(8 of 10)
On Tuesday, March 20, Morrison tried to enroll in an Army sleep study but was told he couldn't join for a month. "Well, I'll just keep taking Ambien and then go see the flight surgeon," he told the woman involved with the study. She asked if he felt like hurting himself. "No, ma'am, you don't have to worry about me at all," he said. "I would never do that." That day, Morrison typed an entry in his journal: "These are the things I know that I can't change: whether or not the house sells, the state of the economy, and the world ... these are things that I know to be true: I'm going to be alive tomorrow, I will continue to breathe and get through this, and God is sovereign over my life."
Rebecca awoke the next morning to find her husband doing yoga. "I'm self-medicating," he told her. She knew what that meant. "You couldn't sleep again, huh?" Rebecca asked.
"No," Morrison said. "I'm going back to the doctor today." Given the lack of success with the medication, she told him that was probably a good idea. She left the house, heading for the elementary school on post where she taught second grade.
A System Overwhelmed
The Army reported in January that there was no way to tell how well its suicide-prevention programs were working, but it estimated that without such interventions, the number of suicides could have been four times as high. Since 2009, the Pentagon's ranks of mental-health professionals have grown by 35%, nearing 10,000. But there is a national shortage of such personnel, which means the Army is competing with the VA and other services--not to mention the civilian world--to hire the people it needs. The Army has only 80% of the psychiatrists and 88% of the social workers and behavioral-health nurses recommended by the VA. Frequent moves from post to post mean that soldiers change therapists often, if they can find one, and mental-health records are not always transferred.

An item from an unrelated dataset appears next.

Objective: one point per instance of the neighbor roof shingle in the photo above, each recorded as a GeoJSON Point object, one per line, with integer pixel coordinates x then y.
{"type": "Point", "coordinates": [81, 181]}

Military mental-health professionals complain that the Army seemed to have put its suicide-prevention efforts on the back burner after Chiarelli, a suicide fighter, left the service in January. "My husband did not want to die," Rebecca says. "Ian tried to get help--six times in all ... Think about all the guys who don't even try to get help because of the stigma. Ian was so past the stigma, he didn't care. He just wanted to be healthy."
The Breaking Point
On March 15, McCaddon gave a medical presentation that got rave reviews. Then he called Massachusetts to speak to his children and sent Leslie that last e-mail. He regretted his failures as a husband, as a father. Don't tell the children how I died, he begged her. "Know that I love you and my biggest regret in life will always be failing to cherish that, and instead forsaking it." Leslie read the e-mail in horror. "In the back of my mind, I'm saying to myself, He's at work--he's safe," she recalls. "It never occurred to me that he would do what he did at work." But she immediately dialed the hospital's delivery center. She had just received a suicide note from her husband, she told the doctor who answered, and they needed to find him immediately. The hospital staff fanned out.